ARCHIVIO SPETTACOLI

    Hotel Belvedere, Ö. von Horváth – P. Magelli (2013)

    Titolo: Hotel Belvedere

    di Ödön von Horváth
    traduzione Paolo Magelli
    regia Paolo Magelli
    scene Lorenzo Banci
    costumi Leo Kulaš
    luci Roberto Innocenti
    musiche Alexander Balanescu
    dramaturg Željka Udovičić
    con Francesco Borchi, Daniel Dwerryhouse, Marcello Bartoli, Fabio Mascagni, Mauro Malinverno, Valentina Banci, Elisa Cecilia Langone
    produzione Teatro Metastasio Stabile della Toscana

    L’Hotel Belvedere, dove si svolge questa commedia ‘noir’, è un albergo situato nella provincia prealpina bavarese, che è abitato da una popolazione europea senza speranza: intellettuali falliti, ladri di automobili, assassini, aristocratici decaduti, proletari graziati da un Dio ingiusto che sembrano usciti da un laboratorio di Wilhelm Reich.
    In questo testo, infatti, si incontrano e si scontrano con indicibile violenza e humour noir tutte le classi sociali di una Europa senza amore affaccendata a salvare se stessa e a distruggere gli altri, i più deboli.

    Questo testo non è soltanto un incredibile vaticinio che ci porterà agli orrori della Seconda Guerra Mondiale, ma ci lascia sconcertati perché in esso riconosciamo senza dubbio le inquietanti anomalie antiutopiche della storia che stiamo vivendo.
    Gente che non ha più un’utopia, legata solo ed esclusivamente alla disperata ricerca di una felicità volgare, materialistica, gente malata di voglia di dominare gli altri, di repressione, di qualunquismo fascista.
    Gente che sembra già essere uscita dal romanzo di Horváth Gioventù senza Dio, sua ultima opera, che uscirà postuma.
    “Io sono qualcun’altra, ma riesco ad esserlo solo così raramente”, dice Ada Von Stetten nel terzo atto.
    E questo sembra essere un motto e una delle tragedie del nostro tempo perché, attenzione, i personaggi di Horváth, di tutto il suo teatro, non sono i rappresentanti archeologici dell’Europa dei tempi passati; no, Horváth crede giustamente che tutti noi europei siamo permanentemente malati di ‘paleofascismo’, una malattia prodotta dalla nostra storia che ci ha resi portatori di un virus di odio che è entrato nel DNA dei nostri popoli, che si riattiva puntualmente con l’acuirsi delle crisi sociali.
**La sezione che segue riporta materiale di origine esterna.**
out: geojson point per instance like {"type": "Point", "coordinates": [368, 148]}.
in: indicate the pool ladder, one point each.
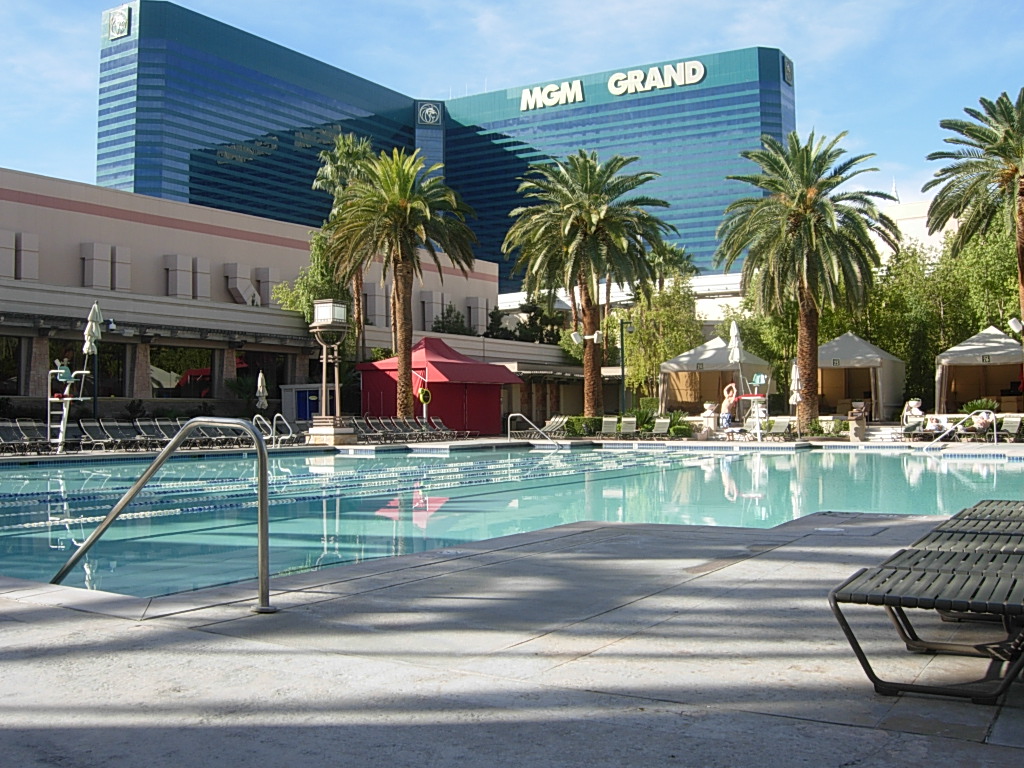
{"type": "Point", "coordinates": [262, 502]}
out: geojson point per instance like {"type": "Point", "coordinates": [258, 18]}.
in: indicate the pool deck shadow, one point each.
{"type": "Point", "coordinates": [589, 644]}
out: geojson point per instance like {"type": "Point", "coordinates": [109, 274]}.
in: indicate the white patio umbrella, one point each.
{"type": "Point", "coordinates": [261, 393]}
{"type": "Point", "coordinates": [795, 396]}
{"type": "Point", "coordinates": [93, 333]}
{"type": "Point", "coordinates": [735, 344]}
{"type": "Point", "coordinates": [93, 330]}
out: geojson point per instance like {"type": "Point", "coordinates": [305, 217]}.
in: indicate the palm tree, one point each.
{"type": "Point", "coordinates": [805, 241]}
{"type": "Point", "coordinates": [340, 165]}
{"type": "Point", "coordinates": [398, 209]}
{"type": "Point", "coordinates": [581, 229]}
{"type": "Point", "coordinates": [984, 183]}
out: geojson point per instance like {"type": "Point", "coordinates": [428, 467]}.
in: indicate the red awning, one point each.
{"type": "Point", "coordinates": [442, 364]}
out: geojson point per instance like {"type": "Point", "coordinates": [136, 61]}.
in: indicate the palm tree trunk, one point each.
{"type": "Point", "coordinates": [593, 392]}
{"type": "Point", "coordinates": [403, 338]}
{"type": "Point", "coordinates": [395, 311]}
{"type": "Point", "coordinates": [807, 358]}
{"type": "Point", "coordinates": [357, 318]}
{"type": "Point", "coordinates": [1020, 244]}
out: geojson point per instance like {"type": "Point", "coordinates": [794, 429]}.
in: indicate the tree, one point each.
{"type": "Point", "coordinates": [805, 241]}
{"type": "Point", "coordinates": [317, 281]}
{"type": "Point", "coordinates": [983, 185]}
{"type": "Point", "coordinates": [400, 210]}
{"type": "Point", "coordinates": [582, 228]}
{"type": "Point", "coordinates": [664, 326]}
{"type": "Point", "coordinates": [340, 165]}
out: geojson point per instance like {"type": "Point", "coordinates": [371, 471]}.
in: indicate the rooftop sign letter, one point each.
{"type": "Point", "coordinates": [638, 81]}
{"type": "Point", "coordinates": [551, 95]}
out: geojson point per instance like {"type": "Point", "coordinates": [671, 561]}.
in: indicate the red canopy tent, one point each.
{"type": "Point", "coordinates": [465, 393]}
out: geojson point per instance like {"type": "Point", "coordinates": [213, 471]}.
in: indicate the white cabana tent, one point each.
{"type": "Point", "coordinates": [851, 369]}
{"type": "Point", "coordinates": [700, 375]}
{"type": "Point", "coordinates": [984, 366]}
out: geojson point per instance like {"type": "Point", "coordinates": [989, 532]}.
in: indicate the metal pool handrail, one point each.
{"type": "Point", "coordinates": [262, 503]}
{"type": "Point", "coordinates": [508, 429]}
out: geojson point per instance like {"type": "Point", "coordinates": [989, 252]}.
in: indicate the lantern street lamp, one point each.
{"type": "Point", "coordinates": [623, 330]}
{"type": "Point", "coordinates": [329, 327]}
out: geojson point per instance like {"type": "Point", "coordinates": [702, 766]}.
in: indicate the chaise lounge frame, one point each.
{"type": "Point", "coordinates": [972, 566]}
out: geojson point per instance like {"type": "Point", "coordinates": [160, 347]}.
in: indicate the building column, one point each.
{"type": "Point", "coordinates": [39, 367]}
{"type": "Point", "coordinates": [137, 377]}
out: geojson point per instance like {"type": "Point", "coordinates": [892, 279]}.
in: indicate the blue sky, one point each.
{"type": "Point", "coordinates": [885, 71]}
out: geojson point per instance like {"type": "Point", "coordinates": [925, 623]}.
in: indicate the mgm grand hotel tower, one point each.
{"type": "Point", "coordinates": [196, 111]}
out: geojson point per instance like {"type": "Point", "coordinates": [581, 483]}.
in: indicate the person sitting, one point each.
{"type": "Point", "coordinates": [728, 406]}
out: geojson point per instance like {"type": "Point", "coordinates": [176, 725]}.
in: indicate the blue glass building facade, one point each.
{"type": "Point", "coordinates": [197, 111]}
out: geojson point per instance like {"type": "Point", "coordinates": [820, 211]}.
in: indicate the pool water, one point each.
{"type": "Point", "coordinates": [195, 524]}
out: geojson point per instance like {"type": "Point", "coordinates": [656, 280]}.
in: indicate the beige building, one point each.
{"type": "Point", "coordinates": [186, 297]}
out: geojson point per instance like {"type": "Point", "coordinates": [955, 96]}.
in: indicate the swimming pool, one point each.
{"type": "Point", "coordinates": [195, 525]}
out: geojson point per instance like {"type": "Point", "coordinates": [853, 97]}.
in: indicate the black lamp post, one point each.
{"type": "Point", "coordinates": [623, 330]}
{"type": "Point", "coordinates": [329, 326]}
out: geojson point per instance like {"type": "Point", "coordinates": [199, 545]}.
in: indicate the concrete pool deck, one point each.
{"type": "Point", "coordinates": [588, 644]}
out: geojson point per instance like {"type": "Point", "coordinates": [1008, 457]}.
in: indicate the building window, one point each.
{"type": "Point", "coordinates": [10, 368]}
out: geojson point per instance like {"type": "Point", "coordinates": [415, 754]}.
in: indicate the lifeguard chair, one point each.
{"type": "Point", "coordinates": [58, 402]}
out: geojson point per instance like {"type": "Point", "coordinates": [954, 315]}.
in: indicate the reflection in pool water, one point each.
{"type": "Point", "coordinates": [195, 527]}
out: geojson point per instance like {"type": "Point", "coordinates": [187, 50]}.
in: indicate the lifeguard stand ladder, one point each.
{"type": "Point", "coordinates": [58, 403]}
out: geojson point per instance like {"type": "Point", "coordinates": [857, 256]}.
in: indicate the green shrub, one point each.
{"type": "Point", "coordinates": [134, 410]}
{"type": "Point", "coordinates": [583, 426]}
{"type": "Point", "coordinates": [682, 429]}
{"type": "Point", "coordinates": [645, 418]}
{"type": "Point", "coordinates": [982, 403]}
{"type": "Point", "coordinates": [649, 402]}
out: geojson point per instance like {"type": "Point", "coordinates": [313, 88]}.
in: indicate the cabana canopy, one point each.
{"type": "Point", "coordinates": [465, 392]}
{"type": "Point", "coordinates": [700, 374]}
{"type": "Point", "coordinates": [987, 365]}
{"type": "Point", "coordinates": [849, 367]}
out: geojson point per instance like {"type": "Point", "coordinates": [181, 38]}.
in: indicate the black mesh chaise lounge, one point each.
{"type": "Point", "coordinates": [971, 566]}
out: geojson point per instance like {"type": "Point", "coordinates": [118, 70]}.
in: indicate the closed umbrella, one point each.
{"type": "Point", "coordinates": [736, 350]}
{"type": "Point", "coordinates": [795, 396]}
{"type": "Point", "coordinates": [261, 393]}
{"type": "Point", "coordinates": [93, 330]}
{"type": "Point", "coordinates": [93, 333]}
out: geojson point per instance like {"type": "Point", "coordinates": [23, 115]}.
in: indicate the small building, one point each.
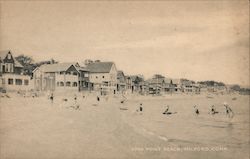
{"type": "Point", "coordinates": [177, 85]}
{"type": "Point", "coordinates": [11, 74]}
{"type": "Point", "coordinates": [121, 81]}
{"type": "Point", "coordinates": [103, 75]}
{"type": "Point", "coordinates": [160, 85]}
{"type": "Point", "coordinates": [61, 77]}
{"type": "Point", "coordinates": [134, 83]}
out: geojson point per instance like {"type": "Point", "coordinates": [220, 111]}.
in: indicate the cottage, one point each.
{"type": "Point", "coordinates": [61, 77]}
{"type": "Point", "coordinates": [134, 83]}
{"type": "Point", "coordinates": [160, 85]}
{"type": "Point", "coordinates": [121, 81]}
{"type": "Point", "coordinates": [103, 75]}
{"type": "Point", "coordinates": [11, 74]}
{"type": "Point", "coordinates": [177, 85]}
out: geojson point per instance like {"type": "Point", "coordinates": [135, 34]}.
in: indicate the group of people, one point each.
{"type": "Point", "coordinates": [213, 111]}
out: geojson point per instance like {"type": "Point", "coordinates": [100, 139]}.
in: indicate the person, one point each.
{"type": "Point", "coordinates": [51, 97]}
{"type": "Point", "coordinates": [167, 112]}
{"type": "Point", "coordinates": [75, 98]}
{"type": "Point", "coordinates": [213, 111]}
{"type": "Point", "coordinates": [197, 112]}
{"type": "Point", "coordinates": [141, 108]}
{"type": "Point", "coordinates": [229, 111]}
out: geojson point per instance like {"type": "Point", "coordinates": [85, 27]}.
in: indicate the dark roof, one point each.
{"type": "Point", "coordinates": [159, 80]}
{"type": "Point", "coordinates": [82, 69]}
{"type": "Point", "coordinates": [120, 74]}
{"type": "Point", "coordinates": [56, 67]}
{"type": "Point", "coordinates": [100, 67]}
{"type": "Point", "coordinates": [4, 53]}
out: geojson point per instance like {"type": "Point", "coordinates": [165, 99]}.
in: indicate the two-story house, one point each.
{"type": "Point", "coordinates": [11, 73]}
{"type": "Point", "coordinates": [103, 75]}
{"type": "Point", "coordinates": [61, 77]}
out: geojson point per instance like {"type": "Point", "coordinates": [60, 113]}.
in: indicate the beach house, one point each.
{"type": "Point", "coordinates": [121, 81]}
{"type": "Point", "coordinates": [11, 73]}
{"type": "Point", "coordinates": [103, 75]}
{"type": "Point", "coordinates": [61, 77]}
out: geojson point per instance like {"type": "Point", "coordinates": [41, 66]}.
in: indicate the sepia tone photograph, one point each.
{"type": "Point", "coordinates": [107, 79]}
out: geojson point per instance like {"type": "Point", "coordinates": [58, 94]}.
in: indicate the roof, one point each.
{"type": "Point", "coordinates": [159, 80]}
{"type": "Point", "coordinates": [120, 74]}
{"type": "Point", "coordinates": [176, 81]}
{"type": "Point", "coordinates": [100, 67]}
{"type": "Point", "coordinates": [56, 67]}
{"type": "Point", "coordinates": [81, 69]}
{"type": "Point", "coordinates": [4, 53]}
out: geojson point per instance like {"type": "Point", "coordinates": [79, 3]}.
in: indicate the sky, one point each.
{"type": "Point", "coordinates": [198, 40]}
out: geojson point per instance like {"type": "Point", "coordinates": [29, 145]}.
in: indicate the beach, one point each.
{"type": "Point", "coordinates": [37, 128]}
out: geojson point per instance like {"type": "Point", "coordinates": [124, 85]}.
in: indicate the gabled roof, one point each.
{"type": "Point", "coordinates": [81, 69]}
{"type": "Point", "coordinates": [55, 67]}
{"type": "Point", "coordinates": [4, 53]}
{"type": "Point", "coordinates": [176, 81]}
{"type": "Point", "coordinates": [120, 74]}
{"type": "Point", "coordinates": [100, 67]}
{"type": "Point", "coordinates": [159, 80]}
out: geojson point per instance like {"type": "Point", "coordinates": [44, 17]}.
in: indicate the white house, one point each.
{"type": "Point", "coordinates": [11, 74]}
{"type": "Point", "coordinates": [61, 77]}
{"type": "Point", "coordinates": [103, 75]}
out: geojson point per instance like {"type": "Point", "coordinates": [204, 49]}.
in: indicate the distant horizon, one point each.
{"type": "Point", "coordinates": [202, 41]}
{"type": "Point", "coordinates": [166, 76]}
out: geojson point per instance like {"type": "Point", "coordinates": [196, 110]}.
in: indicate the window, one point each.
{"type": "Point", "coordinates": [75, 84]}
{"type": "Point", "coordinates": [68, 84]}
{"type": "Point", "coordinates": [10, 81]}
{"type": "Point", "coordinates": [9, 56]}
{"type": "Point", "coordinates": [26, 82]}
{"type": "Point", "coordinates": [6, 68]}
{"type": "Point", "coordinates": [61, 84]}
{"type": "Point", "coordinates": [11, 67]}
{"type": "Point", "coordinates": [19, 82]}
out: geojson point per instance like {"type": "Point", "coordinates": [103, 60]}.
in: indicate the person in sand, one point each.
{"type": "Point", "coordinates": [167, 112]}
{"type": "Point", "coordinates": [229, 111]}
{"type": "Point", "coordinates": [213, 111]}
{"type": "Point", "coordinates": [197, 112]}
{"type": "Point", "coordinates": [51, 97]}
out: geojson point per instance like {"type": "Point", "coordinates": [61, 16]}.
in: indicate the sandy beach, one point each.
{"type": "Point", "coordinates": [35, 128]}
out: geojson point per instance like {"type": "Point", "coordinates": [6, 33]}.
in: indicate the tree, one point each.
{"type": "Point", "coordinates": [27, 63]}
{"type": "Point", "coordinates": [24, 60]}
{"type": "Point", "coordinates": [235, 87]}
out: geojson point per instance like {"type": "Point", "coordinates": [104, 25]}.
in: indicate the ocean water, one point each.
{"type": "Point", "coordinates": [190, 134]}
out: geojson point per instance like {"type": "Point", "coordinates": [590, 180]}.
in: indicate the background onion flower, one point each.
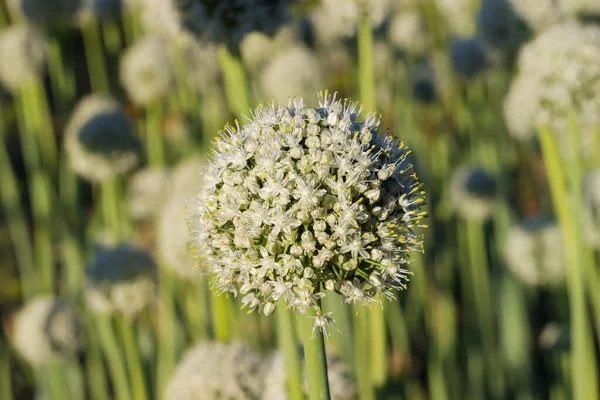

Odio sommerso da rassegnazione e apatia che si trasformano in una sorta di depressione collettiva.
    Una malattia che oggi sta imperversando di nuovo in Italia e in Europa.
    È una malattia strana questa che Horváth ci diagnostica, è qualcosa che lo avvicina alle teorie di Fromm, ma pare contaminarle con le analisi di Reich e con i teoremi di Jung; la nostra è una cattiveria sepolta dall’assenza della speranza, sepolta dagli incubi che ci hanno tolto la voglia di sognare e di credere nel bello; è una miscela letale che può esplodere improvvisamente e incendiare tutto.
    Horváth è senza dubbio in tutta la sua opera l’unico vero erede di Büchner e fu proprio in occasione della consegna del premio Kleist, che gli fu consegnato nel 1931 a Monaco, che il grande Carl Zuckmayer lo consacrò prevedendo quello che sarebbe accaduto due anni dopo: “Rappresentate i testi di Horváth e poi nascondeteli, perché presto saranno bruciati dall’odio”. Accadde due anni dopo. Nel 1933 tutti i libri di Horváth furono bruciati dai nazisti.
    Hotel Belvedere è una spietata radiografia delle nostre anime malate.
    Una nuvola nera che ci deve aiutare ad intravedere l’inizio della strada che ci porterà fuori dalla cattiveria e dalla paura“.